VR&T. Comment vont évoluer vos investissements ?
J. R. Notre ambition est de faire face à un plan de charge sur réseau exploité qu’il est indispensable de faire croître. Aujourd’hui, nous réalisons, hors PPP, près de cinq milliards d’euros d’investissements annuels. Nous proposons, compte tenu du recul mécanique des grands projets en 2016 et 2017 du fait de la fin de la construction des quatre LGV nouvelles en cours, qu’une partie des financements ainsi dégagée soit reportée pour augmenter l’effort sur le renouvellement du réseau. Nous connaissons la contrainte qui pèse sur les finances publiques et nous devons proposer des orientations économiquement responsables.
VR&T. Quel montant demandez-vous ?
J. R. Cela fait partie de nos discussions avec l’Etat dans le cadre de la préparation des contrats de performance prévus par la Loi ferroviaire. De 2012 à 2014, nos dépenses d’investissements atteignaient sept milliards d’euros par an. En 2015, nous sommes à six milliards.

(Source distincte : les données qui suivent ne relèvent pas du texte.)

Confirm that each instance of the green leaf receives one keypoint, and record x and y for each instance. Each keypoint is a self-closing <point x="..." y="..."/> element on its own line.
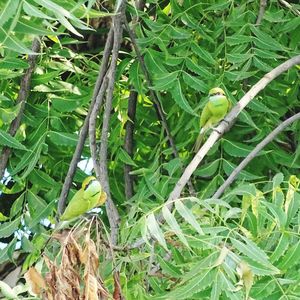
<point x="13" y="63"/>
<point x="237" y="149"/>
<point x="278" y="213"/>
<point x="125" y="158"/>
<point x="8" y="228"/>
<point x="281" y="247"/>
<point x="155" y="230"/>
<point x="7" y="140"/>
<point x="30" y="158"/>
<point x="7" y="115"/>
<point x="238" y="39"/>
<point x="195" y="285"/>
<point x="192" y="66"/>
<point x="203" y="54"/>
<point x="188" y="216"/>
<point x="12" y="43"/>
<point x="165" y="81"/>
<point x="63" y="138"/>
<point x="8" y="11"/>
<point x="40" y="215"/>
<point x="209" y="169"/>
<point x="33" y="11"/>
<point x="291" y="257"/>
<point x="194" y="82"/>
<point x="180" y="99"/>
<point x="170" y="219"/>
<point x="168" y="268"/>
<point x="267" y="39"/>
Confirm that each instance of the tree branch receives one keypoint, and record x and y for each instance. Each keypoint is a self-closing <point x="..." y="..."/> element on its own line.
<point x="155" y="99"/>
<point x="84" y="130"/>
<point x="22" y="97"/>
<point x="128" y="145"/>
<point x="262" y="8"/>
<point x="254" y="152"/>
<point x="101" y="167"/>
<point x="225" y="125"/>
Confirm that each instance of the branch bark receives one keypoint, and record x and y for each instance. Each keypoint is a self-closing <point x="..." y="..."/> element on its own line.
<point x="225" y="125"/>
<point x="22" y="97"/>
<point x="254" y="152"/>
<point x="155" y="99"/>
<point x="84" y="130"/>
<point x="128" y="145"/>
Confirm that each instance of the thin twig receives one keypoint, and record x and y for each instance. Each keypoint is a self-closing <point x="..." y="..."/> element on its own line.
<point x="128" y="145"/>
<point x="112" y="212"/>
<point x="155" y="99"/>
<point x="22" y="97"/>
<point x="262" y="8"/>
<point x="289" y="6"/>
<point x="225" y="125"/>
<point x="254" y="152"/>
<point x="84" y="130"/>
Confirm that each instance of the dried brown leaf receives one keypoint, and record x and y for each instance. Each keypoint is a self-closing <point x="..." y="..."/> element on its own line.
<point x="91" y="287"/>
<point x="35" y="281"/>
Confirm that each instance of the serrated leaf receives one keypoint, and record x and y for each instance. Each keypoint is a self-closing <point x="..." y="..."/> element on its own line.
<point x="125" y="158"/>
<point x="291" y="257"/>
<point x="209" y="169"/>
<point x="237" y="149"/>
<point x="195" y="285"/>
<point x="9" y="10"/>
<point x="192" y="66"/>
<point x="13" y="63"/>
<point x="155" y="230"/>
<point x="194" y="82"/>
<point x="8" y="228"/>
<point x="9" y="114"/>
<point x="278" y="213"/>
<point x="42" y="214"/>
<point x="188" y="216"/>
<point x="281" y="247"/>
<point x="12" y="43"/>
<point x="63" y="138"/>
<point x="7" y="140"/>
<point x="203" y="54"/>
<point x="170" y="219"/>
<point x="252" y="251"/>
<point x="33" y="11"/>
<point x="165" y="81"/>
<point x="168" y="268"/>
<point x="180" y="99"/>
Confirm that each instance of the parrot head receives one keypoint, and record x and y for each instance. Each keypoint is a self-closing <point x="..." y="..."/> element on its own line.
<point x="216" y="92"/>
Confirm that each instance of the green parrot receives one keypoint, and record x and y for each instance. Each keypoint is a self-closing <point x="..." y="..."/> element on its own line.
<point x="89" y="196"/>
<point x="213" y="112"/>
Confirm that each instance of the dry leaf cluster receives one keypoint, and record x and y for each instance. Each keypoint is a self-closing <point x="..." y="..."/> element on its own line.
<point x="73" y="275"/>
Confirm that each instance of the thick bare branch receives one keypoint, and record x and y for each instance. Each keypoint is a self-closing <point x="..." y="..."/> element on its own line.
<point x="22" y="97"/>
<point x="84" y="130"/>
<point x="254" y="152"/>
<point x="155" y="99"/>
<point x="111" y="209"/>
<point x="225" y="125"/>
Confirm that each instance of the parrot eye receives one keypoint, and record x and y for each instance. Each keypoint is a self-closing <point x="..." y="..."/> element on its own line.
<point x="87" y="186"/>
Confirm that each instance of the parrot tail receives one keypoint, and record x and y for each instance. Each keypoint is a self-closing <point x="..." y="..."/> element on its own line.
<point x="199" y="140"/>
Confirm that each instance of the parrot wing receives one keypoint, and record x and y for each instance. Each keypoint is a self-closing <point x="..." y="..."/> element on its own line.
<point x="76" y="207"/>
<point x="205" y="115"/>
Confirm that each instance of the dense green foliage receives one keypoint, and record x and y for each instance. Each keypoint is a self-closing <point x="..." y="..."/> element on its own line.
<point x="188" y="47"/>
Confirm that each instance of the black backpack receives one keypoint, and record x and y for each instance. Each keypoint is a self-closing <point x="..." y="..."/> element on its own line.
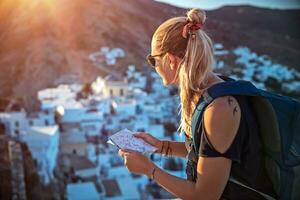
<point x="278" y="119"/>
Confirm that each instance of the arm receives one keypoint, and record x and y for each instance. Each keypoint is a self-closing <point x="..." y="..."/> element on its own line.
<point x="178" y="149"/>
<point x="221" y="122"/>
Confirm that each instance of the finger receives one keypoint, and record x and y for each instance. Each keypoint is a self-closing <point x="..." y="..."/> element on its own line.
<point x="140" y="135"/>
<point x="128" y="151"/>
<point x="121" y="152"/>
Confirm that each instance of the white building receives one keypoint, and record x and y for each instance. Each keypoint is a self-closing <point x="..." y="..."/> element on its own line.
<point x="82" y="191"/>
<point x="43" y="142"/>
<point x="15" y="123"/>
<point x="124" y="106"/>
<point x="114" y="86"/>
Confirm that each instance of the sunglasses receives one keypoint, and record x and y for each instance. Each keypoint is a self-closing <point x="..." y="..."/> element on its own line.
<point x="151" y="59"/>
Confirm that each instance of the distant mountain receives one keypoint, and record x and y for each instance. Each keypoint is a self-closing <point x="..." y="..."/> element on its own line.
<point x="46" y="42"/>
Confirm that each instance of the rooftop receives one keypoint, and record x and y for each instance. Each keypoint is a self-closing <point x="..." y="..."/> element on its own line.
<point x="82" y="191"/>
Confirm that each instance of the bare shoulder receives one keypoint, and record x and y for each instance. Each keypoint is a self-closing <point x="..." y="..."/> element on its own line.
<point x="221" y="122"/>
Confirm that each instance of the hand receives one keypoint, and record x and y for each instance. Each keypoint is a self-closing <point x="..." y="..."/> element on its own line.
<point x="150" y="139"/>
<point x="136" y="162"/>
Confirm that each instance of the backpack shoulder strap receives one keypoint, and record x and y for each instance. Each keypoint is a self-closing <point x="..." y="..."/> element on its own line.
<point x="230" y="87"/>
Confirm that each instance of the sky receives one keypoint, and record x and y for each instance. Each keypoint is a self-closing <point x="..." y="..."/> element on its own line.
<point x="214" y="4"/>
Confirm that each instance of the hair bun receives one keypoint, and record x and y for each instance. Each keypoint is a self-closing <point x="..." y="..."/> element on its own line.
<point x="196" y="15"/>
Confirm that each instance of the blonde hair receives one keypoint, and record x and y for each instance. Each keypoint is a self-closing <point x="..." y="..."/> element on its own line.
<point x="197" y="60"/>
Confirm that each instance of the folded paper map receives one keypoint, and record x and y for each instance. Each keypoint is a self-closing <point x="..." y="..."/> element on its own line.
<point x="125" y="139"/>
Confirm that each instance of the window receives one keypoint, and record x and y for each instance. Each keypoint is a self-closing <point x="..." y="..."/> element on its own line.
<point x="17" y="132"/>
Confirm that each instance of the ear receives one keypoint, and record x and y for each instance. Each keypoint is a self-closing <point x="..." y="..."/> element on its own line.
<point x="173" y="61"/>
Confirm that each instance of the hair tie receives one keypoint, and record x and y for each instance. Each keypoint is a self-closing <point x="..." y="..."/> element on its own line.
<point x="190" y="28"/>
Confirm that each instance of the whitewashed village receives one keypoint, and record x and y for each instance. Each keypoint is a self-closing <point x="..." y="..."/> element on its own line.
<point x="67" y="138"/>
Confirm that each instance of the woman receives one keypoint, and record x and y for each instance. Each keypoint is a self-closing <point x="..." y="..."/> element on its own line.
<point x="182" y="54"/>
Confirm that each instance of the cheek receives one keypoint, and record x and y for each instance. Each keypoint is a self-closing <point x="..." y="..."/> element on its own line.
<point x="161" y="74"/>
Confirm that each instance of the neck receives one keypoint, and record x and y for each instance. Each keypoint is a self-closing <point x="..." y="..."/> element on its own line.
<point x="213" y="79"/>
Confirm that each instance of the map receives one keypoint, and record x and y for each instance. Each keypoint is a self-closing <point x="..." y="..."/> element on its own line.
<point x="125" y="139"/>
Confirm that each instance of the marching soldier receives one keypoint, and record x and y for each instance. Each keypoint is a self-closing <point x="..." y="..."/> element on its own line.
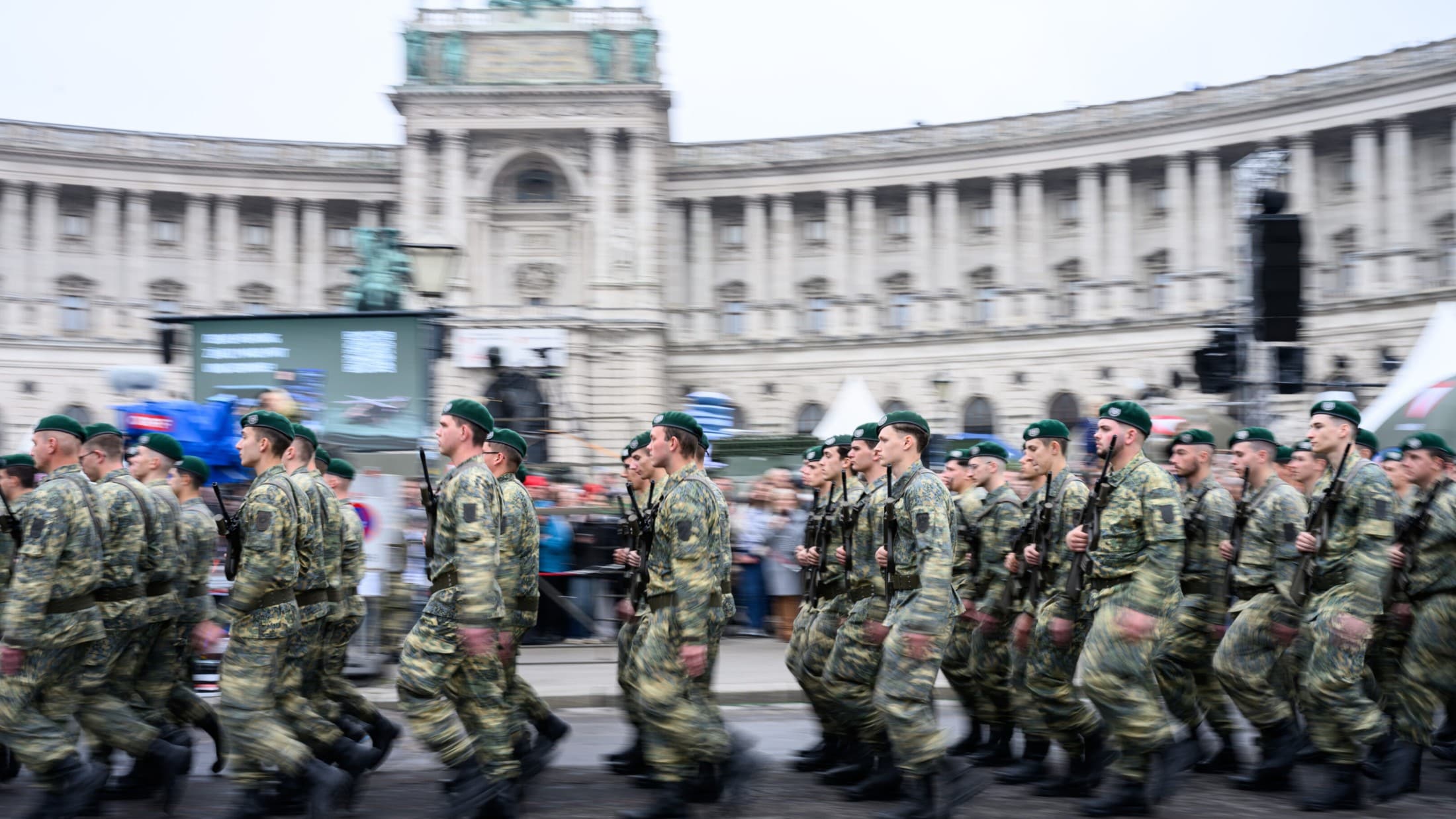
<point x="918" y="554"/>
<point x="1183" y="661"/>
<point x="1132" y="575"/>
<point x="1349" y="567"/>
<point x="261" y="614"/>
<point x="50" y="618"/>
<point x="450" y="662"/>
<point x="1248" y="659"/>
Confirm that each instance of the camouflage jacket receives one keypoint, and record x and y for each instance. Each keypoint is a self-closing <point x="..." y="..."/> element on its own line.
<point x="468" y="531"/>
<point x="1139" y="557"/>
<point x="1207" y="522"/>
<point x="520" y="555"/>
<point x="682" y="559"/>
<point x="1353" y="564"/>
<point x="923" y="534"/>
<point x="199" y="534"/>
<point x="998" y="522"/>
<point x="353" y="563"/>
<point x="60" y="557"/>
<point x="865" y="513"/>
<point x="1267" y="557"/>
<point x="132" y="516"/>
<point x="273" y="520"/>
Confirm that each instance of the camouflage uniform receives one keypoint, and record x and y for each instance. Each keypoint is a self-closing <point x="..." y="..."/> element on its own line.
<point x="261" y="615"/>
<point x="1183" y="659"/>
<point x="849" y="675"/>
<point x="1248" y="657"/>
<point x="439" y="683"/>
<point x="52" y="615"/>
<point x="107" y="713"/>
<point x="1134" y="567"/>
<point x="682" y="726"/>
<point x="922" y="602"/>
<point x="1349" y="579"/>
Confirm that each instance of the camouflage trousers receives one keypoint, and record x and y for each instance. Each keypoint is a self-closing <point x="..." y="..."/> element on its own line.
<point x="1118" y="679"/>
<point x="299" y="681"/>
<point x="1050" y="672"/>
<point x="1429" y="669"/>
<point x="905" y="694"/>
<point x="105" y="701"/>
<point x="849" y="679"/>
<point x="1183" y="666"/>
<point x="455" y="701"/>
<point x="1250" y="662"/>
<point x="680" y="720"/>
<point x="251" y="714"/>
<point x="37" y="706"/>
<point x="1338" y="710"/>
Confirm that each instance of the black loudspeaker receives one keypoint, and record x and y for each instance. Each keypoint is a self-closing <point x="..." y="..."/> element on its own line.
<point x="1277" y="307"/>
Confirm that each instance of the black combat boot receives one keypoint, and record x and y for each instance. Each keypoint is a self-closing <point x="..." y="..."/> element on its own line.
<point x="1031" y="767"/>
<point x="996" y="751"/>
<point x="1340" y="791"/>
<point x="1123" y="798"/>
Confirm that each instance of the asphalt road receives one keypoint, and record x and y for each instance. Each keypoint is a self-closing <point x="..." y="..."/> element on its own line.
<point x="577" y="786"/>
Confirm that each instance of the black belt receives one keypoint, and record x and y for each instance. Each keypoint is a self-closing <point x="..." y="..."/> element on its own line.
<point x="120" y="593"/>
<point x="77" y="604"/>
<point x="158" y="588"/>
<point x="312" y="597"/>
<point x="446" y="579"/>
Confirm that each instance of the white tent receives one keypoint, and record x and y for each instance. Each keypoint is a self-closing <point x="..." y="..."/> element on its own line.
<point x="854" y="405"/>
<point x="1429" y="361"/>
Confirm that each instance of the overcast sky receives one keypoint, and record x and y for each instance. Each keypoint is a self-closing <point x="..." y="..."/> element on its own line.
<point x="737" y="69"/>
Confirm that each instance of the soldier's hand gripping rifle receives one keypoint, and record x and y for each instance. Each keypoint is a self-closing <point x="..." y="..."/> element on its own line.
<point x="1091" y="524"/>
<point x="232" y="530"/>
<point x="1318" y="525"/>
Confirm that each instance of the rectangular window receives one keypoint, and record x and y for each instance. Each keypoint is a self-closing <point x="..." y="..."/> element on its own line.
<point x="166" y="232"/>
<point x="257" y="235"/>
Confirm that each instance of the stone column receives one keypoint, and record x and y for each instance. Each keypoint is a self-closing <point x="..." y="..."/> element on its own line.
<point x="605" y="179"/>
<point x="1398" y="236"/>
<point x="310" y="279"/>
<point x="286" y="251"/>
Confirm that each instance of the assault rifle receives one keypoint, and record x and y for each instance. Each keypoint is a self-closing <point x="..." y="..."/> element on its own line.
<point x="1318" y="525"/>
<point x="230" y="528"/>
<point x="1091" y="524"/>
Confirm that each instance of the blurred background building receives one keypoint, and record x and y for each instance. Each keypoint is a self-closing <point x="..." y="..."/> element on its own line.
<point x="983" y="273"/>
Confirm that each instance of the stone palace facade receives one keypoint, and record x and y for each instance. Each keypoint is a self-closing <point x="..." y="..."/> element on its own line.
<point x="985" y="273"/>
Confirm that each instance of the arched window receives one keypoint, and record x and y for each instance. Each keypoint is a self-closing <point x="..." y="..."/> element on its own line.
<point x="809" y="417"/>
<point x="979" y="417"/>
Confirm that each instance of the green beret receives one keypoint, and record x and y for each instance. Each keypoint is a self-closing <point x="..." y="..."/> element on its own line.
<point x="987" y="450"/>
<point x="905" y="417"/>
<point x="1127" y="413"/>
<point x="1254" y="433"/>
<point x="1342" y="410"/>
<point x="472" y="411"/>
<point x="1426" y="440"/>
<point x="510" y="438"/>
<point x="680" y="422"/>
<point x="62" y="424"/>
<point x="268" y="420"/>
<point x="92" y="430"/>
<point x="194" y="465"/>
<point x="1195" y="438"/>
<point x="1047" y="429"/>
<point x="163" y="445"/>
<point x="300" y="432"/>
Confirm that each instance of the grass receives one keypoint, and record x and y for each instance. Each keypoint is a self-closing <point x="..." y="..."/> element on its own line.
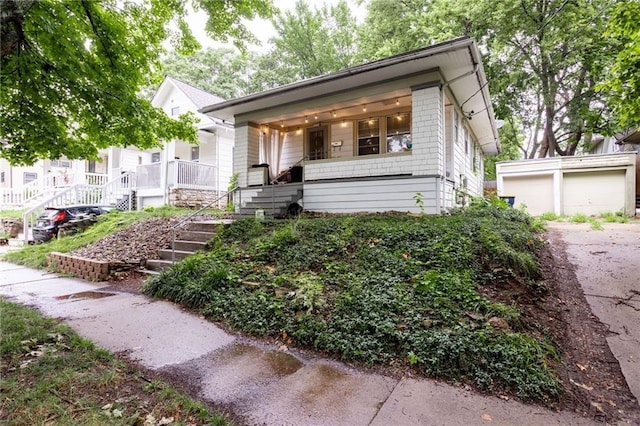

Ce que je peux dire, c’est que la France consacre 2,5 milliards d’euros au renouvellement des infrastructures du réseau classique, la Grande-Bretagne 3,5 milliards, et l’Allemagne 4 milliards. Du fait de la fin prochaine des quatre LGV, le renouvellement pourrait s’accroître à budget global d’investissement ferroviaire décroissant.